The curse that fell on Adam also visited the earth from which he was taken. The heart of fallen man is full of yearning; the face of nature is full of sympathetic sadness; her voice is nearer a sigh than a song. More than half the year is clouded, more than half the hours belong to night, and over more than half the world goes the wail of the unresting seas. The vast distances are everywhere softened or shaded into pensiveness; the very sunshine turns to blue and purple on the hills; it is only the small near which presumes to be glad with the flash of a rivulet, the song of birds, or the glance of flowers. And, in these minor poems too, there is apt to lurk some sly suggestion of the unattained. Even where the universe is transfigured by the coming morn, and the world thrills with the joyous cry of reawakened life, the momentary exultation, the piercing delight of existence, are soon sobered by toil, or care, or thought; and, bright as the coming day may prove, the impression left on human hearts is that of promise unfulfilled. The poorest part of sunrise is the sun itself; the horns on the Rigi are silent as soon as the orb is fairly up.

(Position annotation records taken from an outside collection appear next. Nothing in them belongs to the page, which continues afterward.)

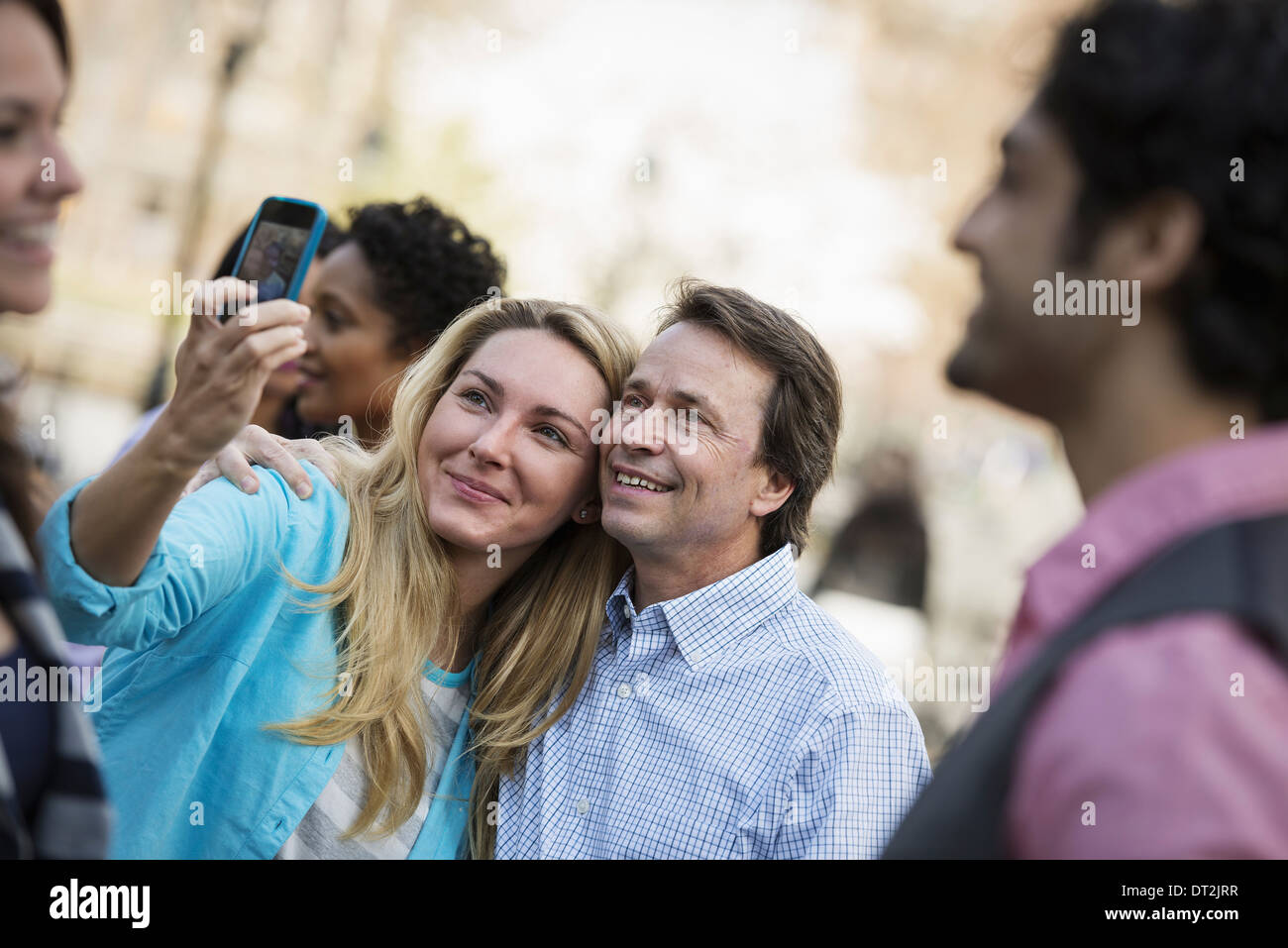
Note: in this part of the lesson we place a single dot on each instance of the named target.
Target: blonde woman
(292, 678)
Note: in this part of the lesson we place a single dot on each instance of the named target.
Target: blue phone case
(292, 291)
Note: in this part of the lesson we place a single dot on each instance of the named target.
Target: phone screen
(271, 257)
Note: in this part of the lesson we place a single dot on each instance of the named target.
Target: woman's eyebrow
(544, 410)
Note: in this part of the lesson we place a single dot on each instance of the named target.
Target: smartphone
(278, 248)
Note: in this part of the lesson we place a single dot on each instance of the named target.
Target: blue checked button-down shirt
(735, 721)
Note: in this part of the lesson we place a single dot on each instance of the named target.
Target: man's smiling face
(707, 476)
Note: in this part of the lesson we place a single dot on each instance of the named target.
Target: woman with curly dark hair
(380, 298)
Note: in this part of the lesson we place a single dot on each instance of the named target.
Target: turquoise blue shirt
(206, 647)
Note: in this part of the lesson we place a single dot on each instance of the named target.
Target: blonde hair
(395, 583)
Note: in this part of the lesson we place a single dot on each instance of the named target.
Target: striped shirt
(340, 801)
(735, 721)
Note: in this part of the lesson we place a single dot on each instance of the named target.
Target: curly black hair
(1172, 94)
(426, 266)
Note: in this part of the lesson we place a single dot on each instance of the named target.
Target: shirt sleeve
(854, 779)
(214, 543)
(1158, 742)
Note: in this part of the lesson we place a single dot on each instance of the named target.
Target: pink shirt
(1142, 723)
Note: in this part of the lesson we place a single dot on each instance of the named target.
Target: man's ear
(774, 491)
(591, 507)
(1157, 240)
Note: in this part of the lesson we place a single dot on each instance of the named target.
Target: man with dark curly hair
(380, 298)
(1144, 687)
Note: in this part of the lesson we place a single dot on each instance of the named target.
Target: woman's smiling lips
(476, 489)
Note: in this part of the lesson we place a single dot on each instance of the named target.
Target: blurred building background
(787, 147)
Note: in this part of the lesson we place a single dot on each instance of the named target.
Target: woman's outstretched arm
(220, 369)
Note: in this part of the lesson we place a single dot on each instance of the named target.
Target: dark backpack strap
(1237, 569)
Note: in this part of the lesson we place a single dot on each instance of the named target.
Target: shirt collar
(708, 620)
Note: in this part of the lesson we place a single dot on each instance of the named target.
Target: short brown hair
(803, 415)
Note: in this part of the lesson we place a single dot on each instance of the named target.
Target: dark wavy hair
(1172, 94)
(426, 266)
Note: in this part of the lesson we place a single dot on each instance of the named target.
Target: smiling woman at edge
(471, 545)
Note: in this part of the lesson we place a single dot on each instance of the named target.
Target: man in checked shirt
(726, 715)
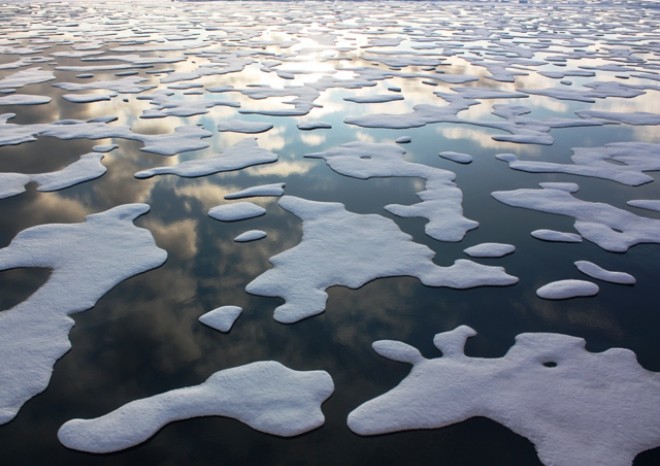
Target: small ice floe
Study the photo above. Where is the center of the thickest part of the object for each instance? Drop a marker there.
(490, 250)
(313, 124)
(24, 99)
(245, 153)
(566, 289)
(236, 211)
(221, 318)
(458, 157)
(265, 395)
(611, 228)
(596, 271)
(558, 236)
(87, 260)
(243, 126)
(348, 249)
(575, 406)
(250, 235)
(88, 167)
(270, 190)
(648, 204)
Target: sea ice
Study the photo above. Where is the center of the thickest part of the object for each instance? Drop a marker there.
(244, 153)
(222, 318)
(559, 236)
(236, 211)
(566, 289)
(611, 228)
(441, 199)
(250, 235)
(265, 395)
(490, 250)
(596, 271)
(87, 259)
(576, 407)
(348, 249)
(271, 190)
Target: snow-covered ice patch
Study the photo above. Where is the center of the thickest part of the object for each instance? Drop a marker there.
(265, 395)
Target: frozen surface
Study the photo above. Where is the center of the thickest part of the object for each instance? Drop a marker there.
(265, 395)
(245, 153)
(490, 250)
(611, 228)
(236, 211)
(222, 318)
(566, 289)
(87, 259)
(441, 200)
(596, 271)
(343, 248)
(575, 406)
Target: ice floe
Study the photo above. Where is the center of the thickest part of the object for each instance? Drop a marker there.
(611, 228)
(597, 420)
(265, 395)
(222, 318)
(596, 271)
(490, 250)
(348, 249)
(87, 259)
(236, 211)
(441, 199)
(244, 153)
(566, 289)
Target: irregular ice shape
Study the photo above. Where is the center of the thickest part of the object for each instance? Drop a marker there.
(611, 228)
(242, 126)
(576, 407)
(87, 259)
(24, 99)
(222, 318)
(244, 153)
(88, 167)
(458, 157)
(441, 199)
(343, 248)
(559, 236)
(566, 289)
(649, 204)
(596, 271)
(265, 395)
(624, 162)
(251, 235)
(490, 250)
(274, 190)
(236, 211)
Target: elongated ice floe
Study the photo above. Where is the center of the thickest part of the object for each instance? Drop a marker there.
(87, 259)
(236, 211)
(265, 395)
(88, 167)
(273, 189)
(221, 318)
(441, 200)
(348, 249)
(611, 228)
(575, 406)
(490, 250)
(596, 271)
(624, 162)
(244, 153)
(566, 289)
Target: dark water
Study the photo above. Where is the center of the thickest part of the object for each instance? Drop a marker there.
(143, 336)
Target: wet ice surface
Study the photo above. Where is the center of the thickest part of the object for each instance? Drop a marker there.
(391, 96)
(596, 421)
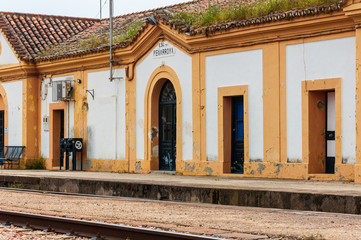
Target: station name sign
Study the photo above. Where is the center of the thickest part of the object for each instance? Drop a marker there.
(164, 49)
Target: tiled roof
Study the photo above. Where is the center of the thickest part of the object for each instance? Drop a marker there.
(64, 37)
(30, 34)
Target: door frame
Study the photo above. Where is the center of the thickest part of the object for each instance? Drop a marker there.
(330, 84)
(234, 126)
(4, 107)
(55, 107)
(151, 116)
(225, 95)
(174, 131)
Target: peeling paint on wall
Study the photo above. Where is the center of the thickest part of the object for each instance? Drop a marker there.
(279, 166)
(260, 168)
(138, 166)
(155, 151)
(209, 171)
(189, 167)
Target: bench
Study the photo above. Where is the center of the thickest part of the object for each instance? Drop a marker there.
(11, 155)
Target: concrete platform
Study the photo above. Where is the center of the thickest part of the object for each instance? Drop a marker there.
(341, 197)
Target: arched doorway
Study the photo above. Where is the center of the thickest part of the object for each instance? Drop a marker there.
(167, 127)
(2, 124)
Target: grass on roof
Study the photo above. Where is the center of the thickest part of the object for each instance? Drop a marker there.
(124, 32)
(214, 14)
(131, 29)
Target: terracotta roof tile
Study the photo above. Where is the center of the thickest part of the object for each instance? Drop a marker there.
(44, 38)
(30, 34)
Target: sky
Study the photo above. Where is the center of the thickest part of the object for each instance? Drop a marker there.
(81, 8)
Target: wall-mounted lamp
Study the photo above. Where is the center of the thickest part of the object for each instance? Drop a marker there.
(91, 92)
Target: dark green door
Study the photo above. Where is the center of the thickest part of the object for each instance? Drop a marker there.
(2, 133)
(167, 127)
(237, 161)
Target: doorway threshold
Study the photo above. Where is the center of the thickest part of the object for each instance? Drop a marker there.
(164, 172)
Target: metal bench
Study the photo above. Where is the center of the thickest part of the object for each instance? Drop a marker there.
(11, 155)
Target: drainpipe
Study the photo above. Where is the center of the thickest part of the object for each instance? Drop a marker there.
(111, 39)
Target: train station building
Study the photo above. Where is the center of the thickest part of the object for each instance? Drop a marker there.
(271, 96)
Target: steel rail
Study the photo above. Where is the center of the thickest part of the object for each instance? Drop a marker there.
(96, 230)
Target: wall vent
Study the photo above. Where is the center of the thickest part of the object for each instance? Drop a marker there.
(63, 91)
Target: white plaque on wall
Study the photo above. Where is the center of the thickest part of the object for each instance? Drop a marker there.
(164, 49)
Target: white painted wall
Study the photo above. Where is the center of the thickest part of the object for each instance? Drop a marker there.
(240, 68)
(106, 116)
(181, 63)
(14, 94)
(319, 60)
(7, 55)
(46, 99)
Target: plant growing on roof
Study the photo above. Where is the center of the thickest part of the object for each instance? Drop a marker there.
(216, 14)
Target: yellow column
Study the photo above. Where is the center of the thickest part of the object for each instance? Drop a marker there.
(354, 12)
(31, 119)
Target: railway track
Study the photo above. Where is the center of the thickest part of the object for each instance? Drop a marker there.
(94, 230)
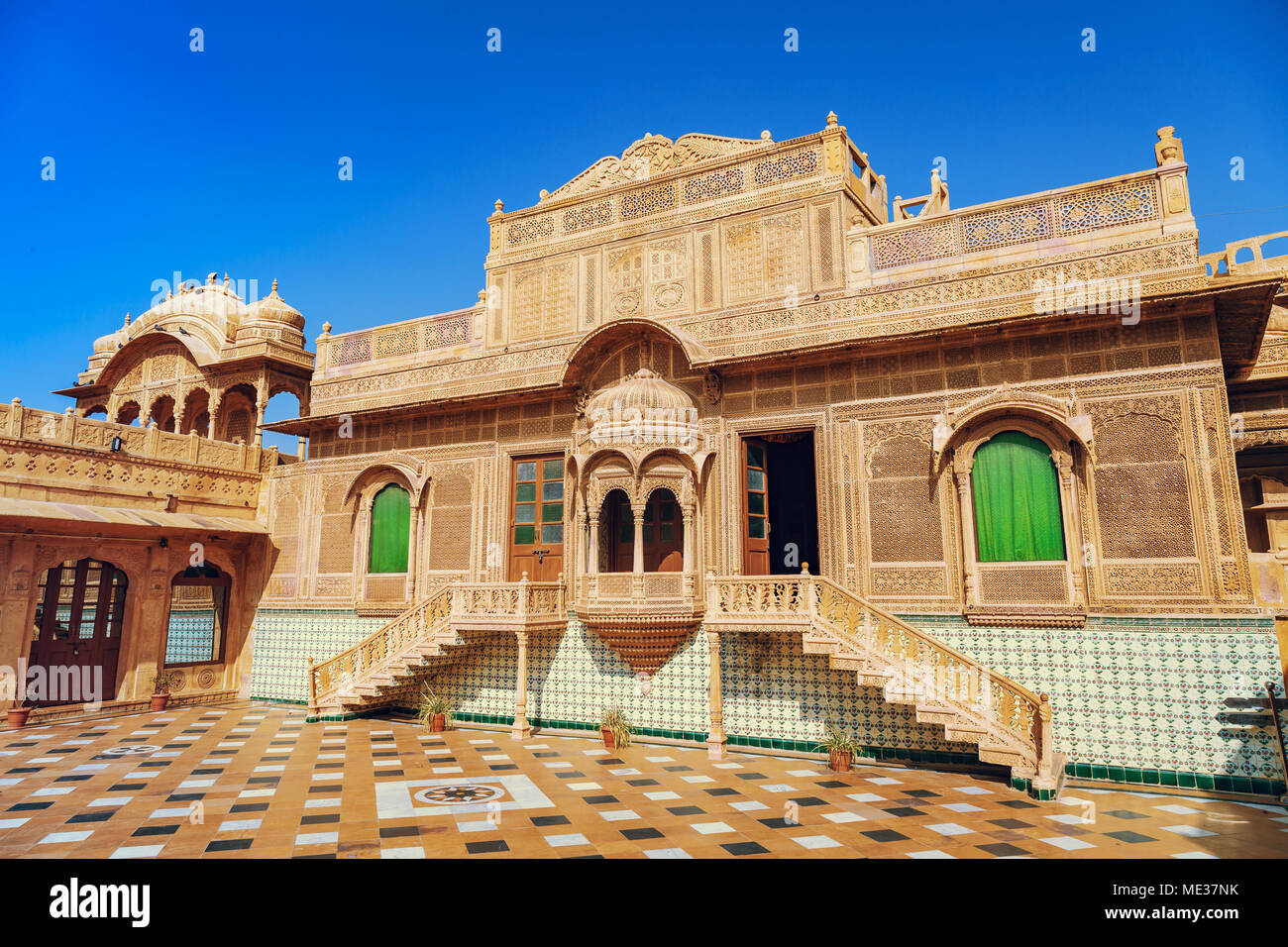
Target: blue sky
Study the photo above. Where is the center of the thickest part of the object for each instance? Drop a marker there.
(227, 159)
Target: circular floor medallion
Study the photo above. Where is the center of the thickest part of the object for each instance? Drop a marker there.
(132, 750)
(459, 793)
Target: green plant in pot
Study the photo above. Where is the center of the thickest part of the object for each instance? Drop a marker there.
(436, 712)
(614, 728)
(161, 684)
(841, 748)
(17, 714)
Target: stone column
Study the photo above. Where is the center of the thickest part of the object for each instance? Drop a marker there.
(21, 583)
(592, 545)
(716, 738)
(688, 522)
(961, 471)
(1073, 551)
(638, 561)
(520, 729)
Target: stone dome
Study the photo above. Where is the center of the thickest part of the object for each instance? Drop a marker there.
(271, 317)
(643, 408)
(645, 390)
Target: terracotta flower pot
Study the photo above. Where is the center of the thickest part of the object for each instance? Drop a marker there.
(18, 718)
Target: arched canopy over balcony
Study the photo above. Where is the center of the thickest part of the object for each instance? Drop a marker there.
(639, 459)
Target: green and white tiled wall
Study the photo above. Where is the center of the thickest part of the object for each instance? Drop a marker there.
(1138, 699)
(284, 638)
(1146, 694)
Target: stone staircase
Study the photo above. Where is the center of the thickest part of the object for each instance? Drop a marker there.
(1010, 724)
(380, 668)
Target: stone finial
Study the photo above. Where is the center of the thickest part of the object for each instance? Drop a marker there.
(1168, 150)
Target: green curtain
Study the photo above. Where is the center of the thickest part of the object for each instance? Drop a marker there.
(1017, 500)
(390, 527)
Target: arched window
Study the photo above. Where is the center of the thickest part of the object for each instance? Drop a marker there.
(617, 534)
(664, 534)
(198, 615)
(1017, 500)
(390, 530)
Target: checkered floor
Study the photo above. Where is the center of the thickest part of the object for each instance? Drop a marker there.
(256, 781)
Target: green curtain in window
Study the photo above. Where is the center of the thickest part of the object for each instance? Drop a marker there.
(390, 527)
(1017, 500)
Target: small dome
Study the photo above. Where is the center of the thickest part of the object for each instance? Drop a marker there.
(643, 408)
(271, 308)
(645, 390)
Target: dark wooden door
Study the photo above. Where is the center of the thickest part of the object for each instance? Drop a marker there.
(536, 518)
(664, 534)
(755, 532)
(77, 626)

It may not be overbold to affirm that some of these grander parks, such as the Bois de Boulogne, bear no mean resemblance to the first paradise itself. But our lot is changed since then; the primitive tradition of Deity incarnate has been fulfilled. Eden could no longer content us; we would not care to pass those Cherubim with the flaming sword, even if we dared. Between us and any possible paradise lies the grave. It is worse than mockery to expect the sorely laden Christian heart to find more than casual enjoyment in arbitrary walks, and endless beds of roses, and artificial fountains, and manufactured grottoes. Sorrow, passion, death, were encountered by God in descending to man; sorrow, passion, death, must be encountered by man in ascending to God. Spiritual felicity is less to be extracted from violets and roses than from sackcloth and ashes. Temporal happiness is not to be compassed by meandering through shaded avenues and even lawns, but by the sweat of the brow and the work of the hands; and in our respites from toil we like the wild, suggestive irregularities of nature better than a too glaring array of brightnesses with which we are seldom in complete accord. The post-Adamic garden needs depth and gloom and mystery as well as sunshine and flowers.